Otto shook his head decisively. “We’re leaving tonight. Now.”

Tom looked around at the men and saw that he was defeated. He had set out this morning with such high hopes, and he could hardly believe that his plans had been frustrated by these petty thugs. It was too galling for words. He could not resist a bitter parting shot. “You’re going against the king, and that’s a dangerous business,” he said to Harold. “You tell the earl of Shiring that. And tell him that I’m Tom Builder of Kingsbridge, and if I ever get my hands around his fat neck I might just squeeze it until he chokes.”

Johnny Eightpence made a miniature monk’s robe for little Jonathan, complete with wide sleeves and a hood. The tiny figure looked so fetching in it that he melted everyone’s heart, but it was not very practical: the hood kept falling forward, obscuring his vision, and when he crawled the robe got in the way of his knees.

In the middle of the afternoon, when Jonathan had had his nap (and the monks had had theirs), Prior Philip came across the baby, with Johnny Eightpence, in what had been the nave of the church, and was now the novices’ playground. This was the time of day when the novices were allowed to let off steam, and Johnny was watching them play tag while Jonathan investigated the network of pegs and cord with which Tom Builder had laid out the ground plan of the east end of the new cathedral.

Philip stood beside Johnny for a few moments in companionable silence, watching the youngsters race around. Philip was very fond of Johnny, who made up for his lack of brains by having an extraordinarily good heart.

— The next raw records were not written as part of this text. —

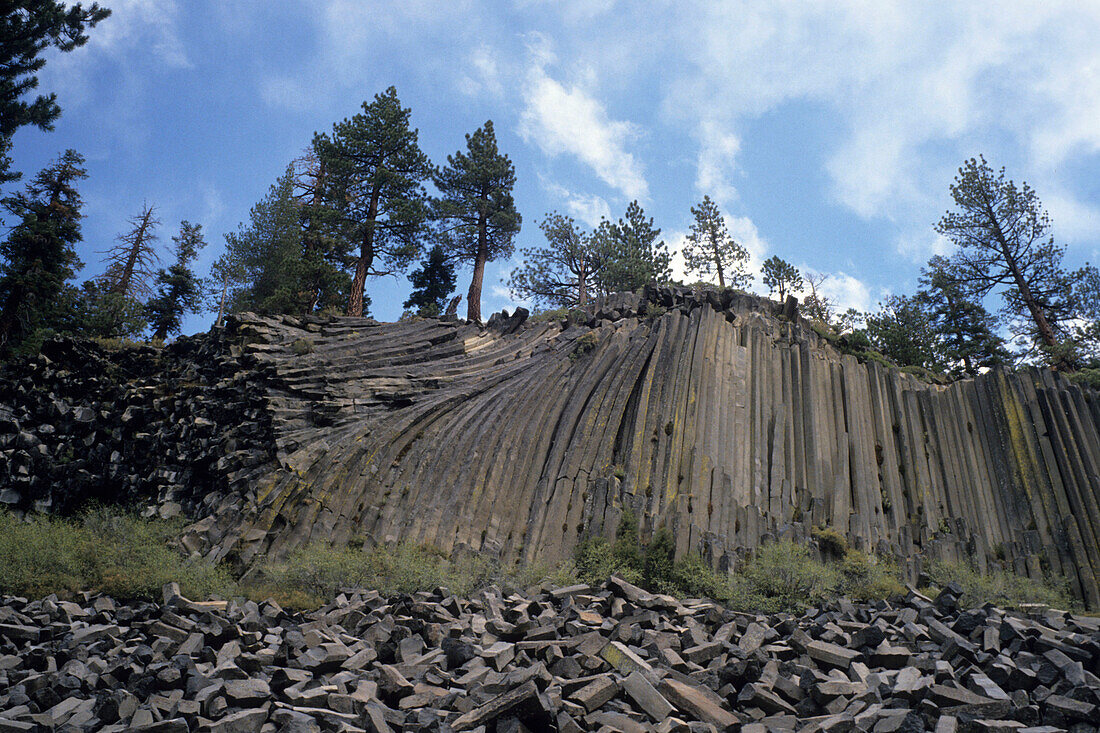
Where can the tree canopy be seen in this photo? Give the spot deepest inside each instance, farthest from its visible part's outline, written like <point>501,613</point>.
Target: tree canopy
<point>711,250</point>
<point>476,209</point>
<point>28,29</point>
<point>373,175</point>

Jonathan was on his feet now, leaning against a stake Tom had driven into the ground where the north porch would be. He held on to the cord attached to the stake, and with that unsteady support took a couple of awkward, deliberate steps. “He’ll be walking soon,” Philip said to Johnny.

“He keeps trying, Father, but he generally falls on his bottom.”

Philip crouched down and reached out his hands to Jonathan. “Walk to me,” he said. “Come on.”

Jonathan grinned, showing miscellaneous teeth. He took another step holding on to Tom’s cord. Then he pointed at Philip, as if that would help, and with a sudden access of boldness, he crossed the intervening space with three rapid, decisive steps.

Philip caught him in his arms and said: “Well done!” He hugged him, feeling as proud as if the achievement were his, not the baby’s.

Johnny was equally excited. “He walked! He walked!”

Jonathan struggled to be put down. Philip set him on his feet, to see if he would walk again; but he had had enough for one day, and he immediately dropped to his knees and crawled to Johnny.

Some of the monks had been scandalized, Philip recalled, when he had brought Johnny and baby Jonathan to Kingsbridge; but Johnny was easy to deal with so long as you did not forget that he was essentially a child in a man’s body; and Jonathan had overcome all opposition by sheer force of personal charm.

Jonathan had not been the only cause of unrest during that first year. Having voted for a good provider, the monks felt cheated when Philip introduced an austerity drive to reduce the priory’s day-to-day expenses. Philip had been a little hurt: he felt he had made it clear that his top priority would be the new cathedral. The monastic officers had also resisted his plan to take away their financial independence, even though they knew perfectly well that without reforms the priory was headed for ruin. And when he had spent money on enlarging the monastery’s flocks of sheep there had almost been a mutiny. But monks were essentially people who wanted to be told what to do; and Bishop Waleran, who might have encouraged the rebels, had spent most of the year going to Rome and coming back; so in the end muttering was as far as the monks had got.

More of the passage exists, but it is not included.